We would like to highlight the importance of a multidisciplinary approach and ongoing briefing and re-evaluation of patient status. In the literature we have found one previous report of the successful use of IABP for AFE . The IABP is a well-known and accepted treatment for acute cardiogenic shock.
The use of recombinant factor VIIa to successfully manage disseminated intravascular coagulation from AFES is controversial and recommended only for AFE when the hemorrhage cannot be stopped by massive blood component replacement .
The packing of the pelvic-abdominal cavity has proven safe and effective in controlling major obstetrical hemorrhage and should be considered when there is refractory massive bleeding from raw surfaces or suture-lines in complicated obstetrical or gynecological operations .

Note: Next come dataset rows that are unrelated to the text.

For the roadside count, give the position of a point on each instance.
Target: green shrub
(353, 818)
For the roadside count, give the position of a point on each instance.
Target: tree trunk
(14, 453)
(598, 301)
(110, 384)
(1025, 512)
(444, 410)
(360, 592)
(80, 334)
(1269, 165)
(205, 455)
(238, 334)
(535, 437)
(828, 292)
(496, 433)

A multidisciplinary approach is the key to managing a complicated situation, ongoing discussion and frequent feedback/briefing is essential. The patient and her family were updated by the Obstetrical and ICU teams about the critical condition on a day by day basis. Psychological support and counseling was offered and accepted by the patient and her family. A team debriefing was held on day three and in hindsight we should probably have arranged an additional debriefing with the same team after two-three weeks to catch up. The case will be discussed at the multidisciplinary mortality and morbidity meeting in Wellington Hospital.